Introduction
Large Language Models (LLMs) and Generative AI represent a transformative breakthrough in Artificial Intelligence and Natural Language Processing. They can understand and generate human language and produce content like text, imagery, audio, and synthetic data, making them highly versatile in various applications. Generative AI holds immense importance in real-world applications by automating and enhancing content creation, personalizing user experiences, streamlining workflows, and fostering creativity. In this read, we will focus on how Enterprises can integrate with Open LLMs by grounding the prompts effectively using Enterprise Knowledge Graphs.
Learning Objectives
- Acquire knowledge on Grounding and Prompt building while interacting with LLMs/Gen-AI systems.
- Understanding the Enterprise relevance of Grounding, the business value out of integration with open Gen-AI systems with an example.
- Analyzing two major grounding contending solutions knowledge graphs and Vector stores on various fronts and understanding which suits when.
- Study a sample enterprise design of grounding and prompt building, leveraging knowledge graphs, learning data modeling, and graph modeling in JAVA for a personalized recommendation customer scenario.
This article was published as a part of the Data Science Blogathon.
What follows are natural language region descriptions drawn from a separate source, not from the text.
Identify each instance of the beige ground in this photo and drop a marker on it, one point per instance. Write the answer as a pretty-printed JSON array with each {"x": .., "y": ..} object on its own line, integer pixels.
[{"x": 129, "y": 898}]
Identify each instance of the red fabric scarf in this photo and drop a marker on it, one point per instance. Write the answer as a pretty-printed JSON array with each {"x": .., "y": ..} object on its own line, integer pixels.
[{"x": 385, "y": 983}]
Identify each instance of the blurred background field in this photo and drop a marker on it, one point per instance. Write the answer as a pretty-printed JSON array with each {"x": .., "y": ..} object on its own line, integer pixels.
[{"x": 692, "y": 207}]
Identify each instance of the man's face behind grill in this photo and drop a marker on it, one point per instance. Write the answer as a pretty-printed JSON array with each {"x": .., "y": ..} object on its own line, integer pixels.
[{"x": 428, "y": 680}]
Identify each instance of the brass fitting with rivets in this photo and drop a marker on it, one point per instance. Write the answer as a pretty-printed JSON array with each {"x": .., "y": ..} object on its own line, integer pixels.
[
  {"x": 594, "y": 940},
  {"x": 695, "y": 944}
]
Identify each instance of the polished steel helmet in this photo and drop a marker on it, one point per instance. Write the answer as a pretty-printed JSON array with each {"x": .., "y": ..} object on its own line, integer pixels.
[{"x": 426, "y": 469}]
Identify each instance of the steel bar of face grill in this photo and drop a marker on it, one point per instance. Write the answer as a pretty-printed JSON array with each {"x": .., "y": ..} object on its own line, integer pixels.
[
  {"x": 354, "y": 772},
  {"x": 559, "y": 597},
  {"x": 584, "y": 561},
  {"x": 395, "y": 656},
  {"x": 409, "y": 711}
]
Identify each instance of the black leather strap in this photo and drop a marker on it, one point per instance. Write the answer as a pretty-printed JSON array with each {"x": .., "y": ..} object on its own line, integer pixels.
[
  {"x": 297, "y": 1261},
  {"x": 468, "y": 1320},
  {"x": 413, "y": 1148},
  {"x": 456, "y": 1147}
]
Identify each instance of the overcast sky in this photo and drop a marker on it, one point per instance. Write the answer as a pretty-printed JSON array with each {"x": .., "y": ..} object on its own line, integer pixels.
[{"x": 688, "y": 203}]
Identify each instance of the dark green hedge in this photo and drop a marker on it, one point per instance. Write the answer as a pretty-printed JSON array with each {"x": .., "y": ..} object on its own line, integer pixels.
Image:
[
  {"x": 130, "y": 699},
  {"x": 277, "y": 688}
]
What are Large Language Models?
A Large Language Model is an advanced AI model trained using deep learning techniques on massive amounts of text|unstructured data. These models are capable of interacting with human language, generating human-like text, images, and audio, and performing various natural language processing tasks.
In contrast, the definition of a language model refers to assigning probabilities to sequences of words based on the analysis of text corpora. A language model can vary from simple n-gram models to more sophisticated neural network models. However, the term “large language model” usually refers to models that use deep learning techniques and have a large number of parameters, which can range from millions to billions. These models can capture complex patterns in language and produce text often indistinguishable from that written by humans.
What is a Prompt?
A prompt to any LLM or a similar chatbot AI system is a text-based input or message you provide to initiate a conversation or interaction with the AI. LLMs are versatile, trained with a wide variety of big data, and can be used for various tasks; hence, the context, scope, quality, and clarity of your prompt significantly influence the responses you receive from the LLM systems.
What is Grounding/RAG?
Grounding, AKA Retrieval-Augmented Generation(RAG), in the context of natural language LLM processing, refers to enriching the prompt with context, additional metadata, and scope we provide to LLMs to improve and retrieve more tailored and accurate responses. This connection helps AI systems understand and interpret the data in a way that aligns with the required scope and context. Research on LLMs shows that the quality of their response depends on the quality of the prompt.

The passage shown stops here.